No, NJC Decision to Recall Judges is Flawed – Otteh

By Joseph Otteh

 Background

The National Judicial Council (NJC) at its 82nd meeting which ended June 1, authorised the recall of six Judicial Officers earlier suspended from judicial duties, following their indictment or investigation for criminal offences. Those to be recalled are: Hon. Justice John Inyang Okoro of the Supreme Court, Hon. Justice Uwani Aji of the Court of Appeal; Hon. Justice Hydiazira Nganjiwa of the Federal High Court; Hon. Justice Musa H. Kurya of the Federal High Court; Hon. Justice Agbadu James Fishim of National Industrial Court and Hon. Justice Adeniyi Ademola of the Federal High Court. The NJC noted that only three Judicial officers have been prosecuted, and one of them has been acquitted and discharged. The Council has implied that there is no further justification for the other referenced Judges to stay recused from performing their official functions.

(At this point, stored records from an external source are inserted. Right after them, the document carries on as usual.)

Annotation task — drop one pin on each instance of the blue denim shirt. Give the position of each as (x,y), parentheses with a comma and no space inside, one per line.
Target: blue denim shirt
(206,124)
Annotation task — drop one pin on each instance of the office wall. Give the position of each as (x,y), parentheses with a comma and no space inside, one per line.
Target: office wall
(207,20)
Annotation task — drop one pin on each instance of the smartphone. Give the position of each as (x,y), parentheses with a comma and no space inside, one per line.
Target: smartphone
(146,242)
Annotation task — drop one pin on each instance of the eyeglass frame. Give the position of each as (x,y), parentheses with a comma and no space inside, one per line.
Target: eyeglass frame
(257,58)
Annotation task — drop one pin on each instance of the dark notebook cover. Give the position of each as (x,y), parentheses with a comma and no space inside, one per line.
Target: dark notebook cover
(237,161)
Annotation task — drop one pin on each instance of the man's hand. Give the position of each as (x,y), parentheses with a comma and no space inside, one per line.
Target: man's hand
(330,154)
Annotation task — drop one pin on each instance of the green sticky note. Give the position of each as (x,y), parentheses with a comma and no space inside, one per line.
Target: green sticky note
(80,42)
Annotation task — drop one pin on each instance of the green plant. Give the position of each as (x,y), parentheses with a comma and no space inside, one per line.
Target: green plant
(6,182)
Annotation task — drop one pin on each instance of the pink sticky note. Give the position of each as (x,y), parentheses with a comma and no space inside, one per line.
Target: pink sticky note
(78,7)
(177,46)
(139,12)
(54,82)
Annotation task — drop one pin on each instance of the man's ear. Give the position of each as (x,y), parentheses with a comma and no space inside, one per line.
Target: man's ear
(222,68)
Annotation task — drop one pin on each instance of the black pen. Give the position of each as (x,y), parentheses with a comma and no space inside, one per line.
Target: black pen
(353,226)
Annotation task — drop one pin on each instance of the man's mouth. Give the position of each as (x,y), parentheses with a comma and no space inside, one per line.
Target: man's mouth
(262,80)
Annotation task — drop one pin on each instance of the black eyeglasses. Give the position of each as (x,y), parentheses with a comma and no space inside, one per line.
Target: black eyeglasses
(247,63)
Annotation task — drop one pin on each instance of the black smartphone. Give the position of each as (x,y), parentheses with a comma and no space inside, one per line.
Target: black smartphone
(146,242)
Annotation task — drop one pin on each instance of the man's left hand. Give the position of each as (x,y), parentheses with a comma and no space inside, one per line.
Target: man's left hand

Concededly, there are a few instances where the NJC’s decision find some justification: the failure of the government to formally bring charges against some of the judicial officers accused of corruption after many months of investigation, would be taken to mean that, in spite of all the grandstanding and boisterous defence of its “sting” operations of October 2016, the government has nothing on them at the end of the day, notwithstanding that it had tarred everyone with the same brush. For the future, the government must reflect and learn from its misjudgements and forwardness, when it comes to investigating allegations of corruption against Judges. No judicial officer should have to go through the terror of being so publicly humiliated, in the absence of strong and compelling justification.

NJC Decision Flawed in Other Cases

However, not all the cases fall into this category; some judges have been charged to court and, in some cases, proceedings are still continuing against them. For this category, the NJC’s en-bloc recall of the Judges on its current list, papers over the cracks. One of the judges on its list is currently charged before the Code of Conduct Tribunal, even though he has not been formally arraigned at this time. Some others are named in several other indictments against persons they are said to have acted in concert with.

We think the NJC did not address the situation of the recused Judges with the kind of nuance, context and imaginativeness that scenario called for. The kinds of evidence elicited during the trial of some of the judges on the list, are extremely unsettling and informed observers must wonder how the Judiciary can sidestep the queasiness of asking Judges named as beneficiaries of questionable transactions, to resume their duties. The NJC says there has been an acquittal on the charges brought in one case. Yes, but a criminal conviction or acquittal, is not the only parameter for deciding questions of a person’s suitability for continuing in judicial office.

If the NJC wants to reform the Judiciary, it must look at what the evidence received in trial against some of the judges, reveals about those Judges and the deep impressions they create of the weaknesses of the Nigerian Judiciary. Must the Council wait for a criminal conviction to act? The Judiciary has a Code of Conduct for judicial officers: whether or not the provisions of that Code have been broken, is a legitimate and expedient inquiry that the NJC needs to pursue, quite apart from whatever is the outcome of a criminal trial prosecuted by third parties.

Let us remember that our Judiciary is going through a great crisis, a turmoil on a scale fit for the declaration of a state of emergency; how can the Judiciary not seize this moment to upturn its house, break down the hinges of the old order, and explore every means possible to re-define itself? The urgency of now, to borrow a fitting phrase, would include ensuring that the Judiciary never stands accused again, of indulging in corruption.

So Much Work Remains to be Done

The NJC needs to do a lot more to demonstrate that that it is taking us to a new future, and not returning to the status quo ante, or our accustomed state of “normal”. The events of October 2016 are a watershed liner in our judicial history, but it is not clear whether those events have inspired any far-reaching changes: the recall of a number of Judges on the NJC’s list will certainly not help make the case that we have re-calibrated the intensity of our fighting spirit against corruption, or that we are now tightening the noose around those issues. We think that, post October 2016, the NJC should have explored new frontiers for expanding its oversight on Judges’ conduct – it could have instated stronger policies to regulate financial transactions involving Judges, introduced financial disclosure requirements, defined limits on how much money can be retained outside banks, established whistle blowing protocols within the Judiciary, etc. etc.

Furthermore, the NJC could also address, through policy-making, how the Judiciary can better protect its independence and safeguard itself against illicit efforts by others to interfere with its autonomy. Some published statements of some of the judges affected by the October 2016 “sting operations”, aver that senior government officials reached them in their homes, and offered significant inducements to them, in order for them to rule in their favour at the hearing of some election cases in the Supreme Court.